Three other bitwise operators are | (OR), & (AND), and ^ (XOR). They are all binary operators applied in a bitwise fashion. This means that the ith bit of one number is combined with the ith bit of the other number to produce the ith bit of the resulting value. The rules for these operators are as follows:
&: If both bits are 1, the result is a 1. Otherwise, the result is 0. For example:
01100110 & 11110100 01100100
|: If either bit is a 1, the result is 1. If both bits are 0, the result is 0. For example:
01100110 | 11110100 11110110
^: If the bits are the same, the result is 0. If the bits are different, the result is 1. For example:
01100110 ^ 11110100 10010010
Don’t confuse the bitwise & and | operators with the logical && and || operators. The bitwise operators take two integers and return an integer result; the logical operators take two Booleans and return a Boolean result.

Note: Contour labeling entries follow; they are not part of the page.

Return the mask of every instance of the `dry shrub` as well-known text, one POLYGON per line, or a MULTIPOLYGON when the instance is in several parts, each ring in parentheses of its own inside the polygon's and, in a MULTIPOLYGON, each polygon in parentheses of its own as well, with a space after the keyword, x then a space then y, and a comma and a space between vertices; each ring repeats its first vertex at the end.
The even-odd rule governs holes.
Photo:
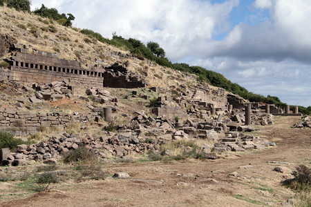
POLYGON ((96 155, 84 146, 79 146, 76 150, 64 153, 64 162, 70 163, 79 161, 82 163, 95 163, 97 161, 96 155))

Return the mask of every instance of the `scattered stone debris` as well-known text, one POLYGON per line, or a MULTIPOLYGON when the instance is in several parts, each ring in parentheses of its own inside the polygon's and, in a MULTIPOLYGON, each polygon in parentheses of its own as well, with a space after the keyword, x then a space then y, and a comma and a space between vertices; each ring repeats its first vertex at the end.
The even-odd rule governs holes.
POLYGON ((301 121, 299 123, 296 123, 293 126, 294 128, 311 128, 311 119, 308 116, 303 116, 301 117, 301 121))

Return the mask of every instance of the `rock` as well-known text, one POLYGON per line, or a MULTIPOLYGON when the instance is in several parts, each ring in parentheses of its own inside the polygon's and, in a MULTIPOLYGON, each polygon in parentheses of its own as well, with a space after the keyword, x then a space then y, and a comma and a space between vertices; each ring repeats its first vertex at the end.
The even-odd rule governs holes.
POLYGON ((11 155, 11 152, 9 148, 0 149, 0 165, 2 164, 2 161, 8 159, 11 155))
POLYGON ((206 159, 216 159, 218 158, 215 152, 205 153, 204 156, 206 159))
POLYGON ((247 166, 239 166, 238 169, 249 169, 252 168, 253 166, 252 165, 247 165, 247 166))
POLYGON ((281 167, 275 167, 273 170, 281 173, 284 172, 284 170, 282 169, 281 167))
POLYGON ((129 178, 131 177, 131 176, 127 172, 115 172, 113 177, 117 177, 117 178, 129 178))
POLYGON ((14 157, 15 158, 15 159, 23 159, 23 154, 21 154, 21 153, 17 153, 17 154, 14 155, 14 157))
POLYGON ((170 150, 166 150, 161 152, 161 155, 162 156, 171 156, 171 151, 170 150))
POLYGON ((50 159, 44 160, 44 164, 56 165, 57 164, 57 161, 54 158, 50 158, 50 159))

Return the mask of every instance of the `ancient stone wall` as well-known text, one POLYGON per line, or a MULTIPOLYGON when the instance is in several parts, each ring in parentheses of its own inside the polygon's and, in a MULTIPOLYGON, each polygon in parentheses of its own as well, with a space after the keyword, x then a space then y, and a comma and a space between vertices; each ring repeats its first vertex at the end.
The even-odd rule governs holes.
POLYGON ((102 87, 104 73, 80 68, 75 61, 62 59, 55 54, 20 49, 12 57, 10 69, 0 72, 2 79, 26 83, 48 83, 62 80, 77 81, 88 86, 102 87))
POLYGON ((213 95, 207 90, 197 89, 194 93, 192 99, 202 107, 226 108, 227 97, 223 94, 213 95))
POLYGON ((165 117, 169 119, 185 118, 187 116, 187 113, 180 106, 162 105, 161 107, 154 108, 153 112, 158 117, 165 117))
POLYGON ((128 70, 117 63, 106 68, 104 73, 104 87, 137 88, 145 88, 146 84, 138 74, 128 70))
POLYGON ((86 115, 66 112, 32 112, 16 108, 0 108, 0 130, 11 131, 17 136, 26 136, 38 132, 39 127, 64 128, 70 122, 81 123, 95 119, 97 112, 86 115))

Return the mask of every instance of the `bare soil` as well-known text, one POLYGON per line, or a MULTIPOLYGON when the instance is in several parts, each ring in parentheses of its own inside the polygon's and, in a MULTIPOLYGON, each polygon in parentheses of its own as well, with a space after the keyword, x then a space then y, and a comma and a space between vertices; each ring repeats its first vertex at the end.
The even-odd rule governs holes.
MULTIPOLYGON (((226 152, 215 161, 106 164, 106 173, 126 172, 131 178, 68 180, 50 192, 1 197, 0 206, 282 206, 294 193, 281 182, 291 177, 294 166, 311 166, 311 130, 290 128, 299 118, 275 117, 274 124, 254 133, 276 142, 274 148, 226 152), (276 166, 284 172, 274 171, 276 166)), ((0 186, 0 192, 16 189, 14 184, 0 186)))

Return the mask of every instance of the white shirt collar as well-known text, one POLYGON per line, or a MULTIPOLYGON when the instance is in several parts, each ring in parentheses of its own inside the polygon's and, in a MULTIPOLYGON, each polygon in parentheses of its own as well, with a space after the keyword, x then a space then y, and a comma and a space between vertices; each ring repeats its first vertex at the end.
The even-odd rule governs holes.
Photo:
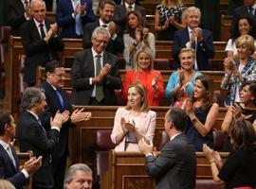
POLYGON ((179 134, 181 134, 181 132, 176 133, 176 134, 174 134, 174 136, 172 136, 171 139, 170 139, 170 141, 174 140, 174 139, 177 135, 179 135, 179 134))
MULTIPOLYGON (((34 18, 33 18, 33 20, 34 20, 34 22, 35 22, 35 24, 36 24, 36 26, 39 27, 39 26, 40 26, 39 25, 40 25, 41 23, 37 22, 37 20, 34 19, 34 18)), ((46 23, 45 23, 45 20, 42 22, 42 24, 44 25, 44 26, 46 26, 46 23)))
POLYGON ((36 120, 38 120, 38 115, 36 114, 36 113, 34 113, 34 112, 32 112, 31 111, 28 111, 28 110, 27 110, 28 112, 30 112, 32 115, 34 115, 34 117, 36 118, 36 120))
POLYGON ((7 144, 6 142, 2 141, 1 139, 0 139, 0 145, 3 146, 3 147, 5 148, 6 151, 7 151, 7 148, 9 146, 9 144, 7 144))

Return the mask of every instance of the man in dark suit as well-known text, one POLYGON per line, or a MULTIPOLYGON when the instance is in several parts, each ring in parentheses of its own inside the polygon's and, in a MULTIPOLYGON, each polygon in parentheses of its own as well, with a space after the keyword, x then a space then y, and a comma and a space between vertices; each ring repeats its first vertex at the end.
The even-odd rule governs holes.
POLYGON ((237 19, 240 16, 250 17, 253 24, 256 25, 256 0, 244 0, 244 5, 234 9, 231 25, 232 30, 234 29, 237 19))
POLYGON ((92 46, 92 33, 98 26, 104 26, 108 29, 111 38, 106 47, 106 51, 117 55, 122 53, 124 45, 122 40, 122 32, 119 26, 113 22, 113 16, 116 4, 113 0, 102 0, 100 3, 100 19, 94 23, 89 23, 84 26, 84 34, 82 38, 82 47, 90 48, 92 46))
POLYGON ((36 68, 51 60, 58 60, 57 51, 64 49, 64 43, 57 35, 57 25, 50 25, 46 18, 43 0, 30 3, 33 19, 20 27, 22 43, 26 53, 24 80, 28 86, 35 84, 36 68))
POLYGON ((142 26, 147 26, 146 9, 141 6, 136 5, 136 0, 124 0, 123 4, 117 6, 113 19, 116 24, 121 26, 122 31, 127 28, 126 15, 131 10, 139 12, 142 18, 142 26))
POLYGON ((41 166, 42 157, 31 158, 19 170, 19 162, 11 140, 15 136, 16 124, 11 114, 0 112, 0 179, 9 180, 17 189, 26 184, 27 179, 41 166))
POLYGON ((214 46, 212 33, 199 26, 201 12, 195 7, 190 7, 186 10, 188 27, 175 31, 174 38, 173 56, 176 67, 180 66, 178 54, 181 48, 193 48, 195 51, 195 70, 210 70, 210 59, 214 57, 214 46))
POLYGON ((33 175, 32 188, 52 189, 51 153, 58 143, 62 124, 69 117, 68 112, 57 112, 50 119, 51 129, 46 132, 39 118, 47 105, 45 94, 40 89, 28 87, 24 91, 21 101, 23 111, 18 125, 20 151, 30 150, 35 157, 43 157, 41 168, 33 175))
POLYGON ((155 189, 193 189, 196 179, 196 157, 193 146, 183 133, 186 112, 173 108, 165 114, 164 128, 170 141, 155 159, 153 144, 144 139, 138 143, 139 150, 146 156, 146 172, 155 179, 155 189), (153 155, 154 154, 154 155, 153 155))
POLYGON ((26 21, 30 19, 28 0, 9 0, 8 4, 8 25, 11 26, 11 35, 20 36, 19 28, 26 21))
POLYGON ((72 66, 73 103, 76 105, 116 104, 115 90, 121 88, 118 57, 105 51, 110 34, 96 27, 92 47, 76 54, 72 66))
POLYGON ((57 2, 56 20, 58 26, 62 27, 62 38, 82 38, 83 26, 94 19, 91 0, 57 2))
MULTIPOLYGON (((59 61, 49 61, 46 65, 46 80, 43 82, 42 88, 45 90, 47 106, 46 112, 40 115, 42 125, 46 130, 50 129, 50 117, 60 111, 72 112, 72 105, 65 90, 64 66, 59 61)), ((77 109, 72 112, 69 119, 64 123, 59 141, 52 154, 52 172, 54 177, 54 189, 64 188, 64 179, 68 156, 68 129, 74 127, 75 123, 88 120, 90 112, 83 112, 83 110, 77 109)))

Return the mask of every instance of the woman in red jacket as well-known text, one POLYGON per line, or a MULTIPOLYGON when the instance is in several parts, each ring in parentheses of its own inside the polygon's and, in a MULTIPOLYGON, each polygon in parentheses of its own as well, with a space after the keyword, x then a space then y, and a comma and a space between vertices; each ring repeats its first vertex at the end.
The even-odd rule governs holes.
POLYGON ((135 57, 135 69, 126 71, 122 82, 121 97, 127 102, 127 89, 135 83, 144 85, 147 91, 149 106, 158 106, 164 94, 162 75, 159 71, 154 70, 154 60, 149 47, 142 47, 137 50, 135 57))

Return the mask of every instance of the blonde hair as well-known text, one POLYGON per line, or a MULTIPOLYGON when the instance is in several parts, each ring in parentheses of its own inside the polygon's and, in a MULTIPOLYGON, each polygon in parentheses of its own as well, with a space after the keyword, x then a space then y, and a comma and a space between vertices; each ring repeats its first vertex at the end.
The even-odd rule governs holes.
POLYGON ((235 41, 236 47, 246 45, 250 50, 250 55, 255 51, 254 39, 250 35, 243 35, 235 41))
POLYGON ((182 48, 179 51, 178 59, 180 60, 180 56, 182 53, 188 53, 188 52, 191 52, 192 54, 192 58, 195 59, 194 50, 192 48, 182 48))
POLYGON ((151 63, 150 63, 150 70, 153 70, 154 69, 154 60, 153 60, 153 52, 151 50, 151 48, 147 47, 147 46, 143 46, 141 48, 138 48, 136 52, 136 56, 135 56, 135 61, 136 64, 135 64, 135 70, 137 72, 138 71, 138 64, 137 64, 137 57, 140 53, 147 53, 148 56, 150 57, 150 60, 151 60, 151 63))
MULTIPOLYGON (((140 111, 141 112, 149 112, 150 111, 150 108, 149 108, 149 104, 148 104, 147 92, 146 92, 146 89, 145 89, 144 85, 142 85, 139 82, 136 82, 136 83, 130 85, 128 87, 127 91, 130 88, 133 88, 133 87, 136 89, 136 91, 141 96, 140 111)), ((129 106, 129 103, 127 103, 125 109, 128 110, 128 111, 130 111, 132 109, 132 107, 129 106)))
POLYGON ((0 179, 1 189, 15 189, 15 187, 7 180, 0 179))

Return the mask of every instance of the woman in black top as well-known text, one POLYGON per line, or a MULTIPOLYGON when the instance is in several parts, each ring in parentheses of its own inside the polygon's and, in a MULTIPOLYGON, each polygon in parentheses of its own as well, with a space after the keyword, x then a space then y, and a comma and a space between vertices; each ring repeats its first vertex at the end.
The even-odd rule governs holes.
POLYGON ((234 119, 249 121, 256 130, 256 81, 244 83, 240 92, 240 103, 229 107, 221 126, 222 131, 228 132, 234 119))
POLYGON ((227 189, 256 187, 256 132, 247 120, 237 120, 229 129, 232 151, 225 163, 216 151, 204 146, 214 181, 225 182, 227 189))

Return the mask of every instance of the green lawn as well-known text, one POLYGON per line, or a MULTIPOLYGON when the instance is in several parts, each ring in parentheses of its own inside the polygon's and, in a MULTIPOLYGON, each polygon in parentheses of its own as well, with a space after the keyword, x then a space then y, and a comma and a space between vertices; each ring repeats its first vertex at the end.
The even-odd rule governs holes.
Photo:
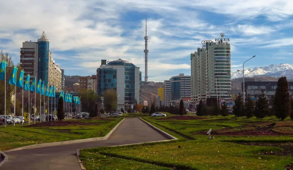
POLYGON ((17 125, 0 127, 0 150, 6 150, 27 145, 105 136, 122 118, 106 120, 75 120, 98 125, 28 128, 17 125))
MULTIPOLYGON (((221 129, 253 123, 257 123, 260 127, 265 126, 266 122, 279 121, 275 117, 247 119, 230 115, 191 120, 160 120, 161 117, 150 116, 144 118, 179 140, 164 143, 82 150, 80 157, 86 169, 161 170, 164 167, 171 169, 175 167, 176 170, 283 170, 285 166, 293 163, 293 156, 259 153, 280 151, 282 149, 280 148, 235 143, 293 142, 292 136, 286 136, 286 134, 280 136, 217 135, 214 140, 209 140, 208 135, 196 133, 207 131, 210 128, 213 130, 221 129), (181 148, 179 148, 179 146, 181 148), (124 163, 134 164, 138 167, 126 166, 124 163), (150 167, 150 165, 157 166, 150 167)), ((276 125, 290 125, 291 123, 282 122, 276 125)))

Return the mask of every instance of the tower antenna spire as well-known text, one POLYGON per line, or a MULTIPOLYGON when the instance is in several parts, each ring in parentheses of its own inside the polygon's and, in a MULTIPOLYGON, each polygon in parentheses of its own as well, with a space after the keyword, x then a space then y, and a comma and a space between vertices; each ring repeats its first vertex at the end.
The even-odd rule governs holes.
POLYGON ((147 40, 148 37, 146 35, 146 37, 145 37, 145 82, 148 82, 148 77, 147 77, 147 55, 148 50, 147 49, 147 40))

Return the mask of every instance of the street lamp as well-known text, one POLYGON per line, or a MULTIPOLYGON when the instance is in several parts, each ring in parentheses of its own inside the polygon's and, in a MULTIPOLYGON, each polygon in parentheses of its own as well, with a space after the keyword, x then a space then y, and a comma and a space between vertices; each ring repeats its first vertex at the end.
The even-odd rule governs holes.
MULTIPOLYGON (((244 63, 243 63, 243 71, 242 71, 243 73, 243 105, 245 105, 245 89, 244 89, 244 64, 245 64, 245 63, 246 63, 247 62, 249 61, 249 60, 250 60, 251 59, 253 58, 254 58, 256 56, 253 56, 250 59, 247 60, 247 61, 246 61, 245 62, 244 62, 244 63)), ((238 71, 238 70, 237 70, 238 71)))
MULTIPOLYGON (((270 85, 270 84, 271 83, 269 83, 268 84, 267 84, 267 85, 265 85, 265 94, 266 94, 266 95, 267 95, 267 85, 270 85)), ((267 98, 266 96, 266 98, 267 98)))

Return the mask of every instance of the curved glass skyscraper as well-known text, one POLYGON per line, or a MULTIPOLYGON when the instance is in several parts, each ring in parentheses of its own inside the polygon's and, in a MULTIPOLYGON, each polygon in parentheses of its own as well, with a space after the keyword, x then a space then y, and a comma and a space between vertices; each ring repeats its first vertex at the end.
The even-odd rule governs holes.
POLYGON ((45 32, 43 32, 39 44, 38 79, 42 79, 45 84, 49 81, 49 48, 50 41, 47 39, 45 32))

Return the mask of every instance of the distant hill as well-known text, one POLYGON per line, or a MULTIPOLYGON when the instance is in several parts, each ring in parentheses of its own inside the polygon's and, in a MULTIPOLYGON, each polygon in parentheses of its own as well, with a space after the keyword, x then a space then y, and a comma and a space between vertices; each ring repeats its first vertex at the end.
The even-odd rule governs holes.
POLYGON ((142 102, 147 101, 147 104, 150 105, 153 101, 154 96, 158 99, 158 88, 162 87, 163 82, 149 82, 148 83, 142 82, 142 102))
POLYGON ((78 83, 80 76, 66 76, 65 77, 65 86, 69 87, 76 83, 78 83))

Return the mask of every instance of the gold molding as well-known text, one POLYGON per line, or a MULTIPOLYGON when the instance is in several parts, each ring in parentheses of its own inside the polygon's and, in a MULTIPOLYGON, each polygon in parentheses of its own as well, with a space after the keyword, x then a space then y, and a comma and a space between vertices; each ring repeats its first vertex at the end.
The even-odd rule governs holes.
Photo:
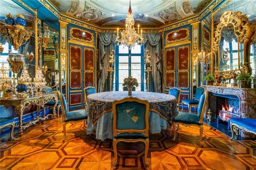
POLYGON ((86 45, 89 46, 94 45, 94 38, 93 33, 92 33, 91 32, 84 30, 82 30, 80 28, 73 27, 70 27, 69 28, 69 37, 68 38, 70 40, 69 41, 69 42, 70 41, 79 42, 80 43, 82 43, 84 45, 86 45), (81 38, 79 38, 78 37, 74 37, 74 36, 72 35, 72 34, 73 33, 74 30, 79 30, 81 32, 84 33, 86 34, 90 34, 91 36, 91 40, 85 40, 81 38))

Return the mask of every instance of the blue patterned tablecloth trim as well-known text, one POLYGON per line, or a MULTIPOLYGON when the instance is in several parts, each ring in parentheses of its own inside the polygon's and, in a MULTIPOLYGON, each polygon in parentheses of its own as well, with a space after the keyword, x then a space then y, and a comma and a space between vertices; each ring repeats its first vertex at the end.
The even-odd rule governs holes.
MULTIPOLYGON (((172 116, 177 111, 177 101, 173 96, 144 91, 132 91, 132 94, 133 97, 148 101, 150 110, 158 113, 168 123, 172 122, 172 116)), ((92 124, 95 125, 98 118, 103 114, 112 111, 112 103, 114 100, 129 97, 127 91, 97 93, 88 95, 88 115, 92 124)))

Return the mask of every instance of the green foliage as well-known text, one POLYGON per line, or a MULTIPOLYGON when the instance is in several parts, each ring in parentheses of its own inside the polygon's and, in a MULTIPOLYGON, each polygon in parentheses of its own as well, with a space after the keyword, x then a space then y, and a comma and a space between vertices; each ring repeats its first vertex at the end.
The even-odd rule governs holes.
POLYGON ((208 75, 205 77, 204 77, 204 80, 212 80, 214 81, 214 82, 216 81, 216 79, 215 77, 214 77, 210 73, 208 74, 208 75))
POLYGON ((134 86, 138 87, 139 84, 138 83, 137 79, 135 78, 132 78, 132 76, 128 77, 125 78, 124 79, 124 83, 123 83, 123 86, 134 86))
POLYGON ((252 77, 250 73, 240 73, 236 76, 236 77, 234 81, 237 83, 238 81, 244 80, 248 83, 250 83, 251 80, 252 80, 252 77))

The value to the right of the operator indicates how many positions to shift the bits. For example, 8 << 2 means shift the bits of the value “8” two positions to the left. Bits that “fall off” either end of a value (the overflow bits) are lost.
The << operator is common to all five languages. It shifts the bits to the left, filling the exposed bits on the right with 0. For example, 01100110 << 5 results in 11000000. Note that the value can change sign depending on the state of the new first bit.
The shift operators enable you to multiply and divide by powers of 2 very quickly. For non-negative numbers, shifting to the right one bit is equivalent to dividing by 2, and shifting to the left one bit is equivalent to multiplying by 2. For negative numbers, it obviously depends on the language being used.
The equivalence of shifting and multiplying or dividing by a power of the base also occurs in the more familiar base 10 number system. Consider the number 17. In base 10, 17 << 1 results in the value 170, which is exactly the same as multiplying 17 by 10. Similarly, 17 >> 1 produces 1, which is the same as integer dividing 17 by 10.